Unfortunately, there are very few readily available books on Erwin Rommel, my son’s assigned topic for 8th grade History. The “book” I ordered on Amazon came today, and it was a whopping 30 pages in large font, claiming to give his full history from birth to death. Bullshit. It’s being returned.
Me: “Will you look at this!? How are they selling this as a ‘book’!?”
Xavier: “What is it?”
Me: “It’s what I bought for Liam to do his report!”
Xavier: “That’s way too small to be a book.”
Me: “It’s a pamphlet!”
Xavier: “It’s like a children’s book…but with Nazis.”
As some of you know, in all my infinite spare time, I do some volunteer work for LGBT youth. I hadn’t been able to see this one kid in awhile, who was really struggling, because his parents are traditional, old-school Mormons, and he was deeply closeted, and he wasn’t sure they wouldn’t hurt him or throw him out.
Me: “Heyyyyy!!! I haven’t seen you in ages! How are you!?”
Brayden: (cringing) “Good and bad…I came out to my mom.”
Me: “WHAT!? Oh, wow, are you okay?”
Brayden: “Well, I’m apparently a ‘disappointment’ and a ‘failure’.”

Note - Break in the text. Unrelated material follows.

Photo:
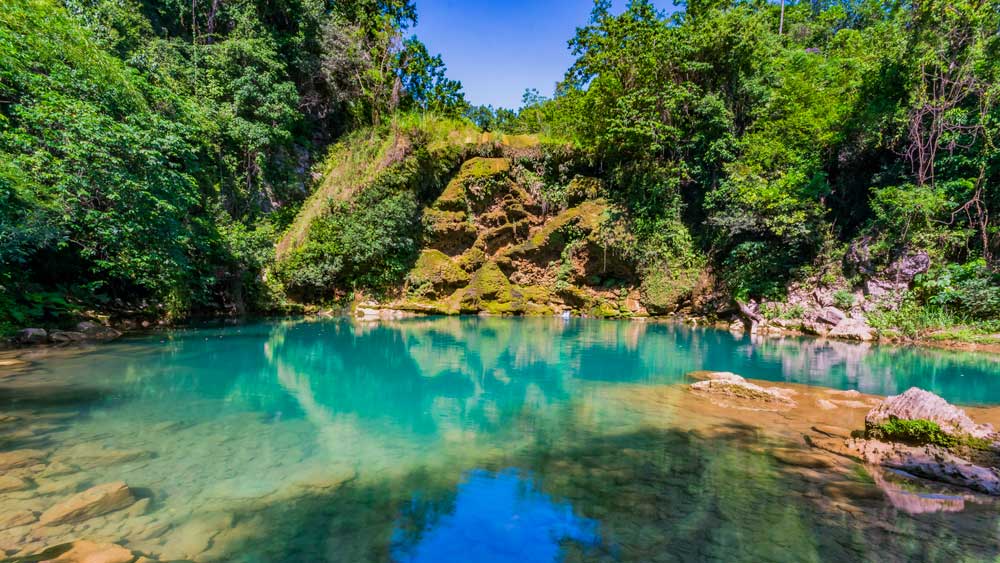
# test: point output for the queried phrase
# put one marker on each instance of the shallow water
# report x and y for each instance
(459, 439)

Me: “Arrrrrrrgh, I’m so sorry. But no violence, right? And you’re still living at home?”
Brayden: “Yeah, but I’m grounded.”
Me: “You’re grounded…for being gay.”
Brayden: “Pretty much.”
Me: “What are you grounded from?”
Brayden: “Dick? I’m pretty sure, I’m grounded from dick.”
For the record, the child is walking the campus in 6″ heels all day…and if you’re not familiar with my blog, the child is a 6’3″, self-identified, drag queen, who comes to high school, dressed for the Milan runway.
D’Avonte: “My feet are killing me.”
Me: (Looking at her feet) “No shit.”
Me: “Every single day of my life, my love, every single day of my life.”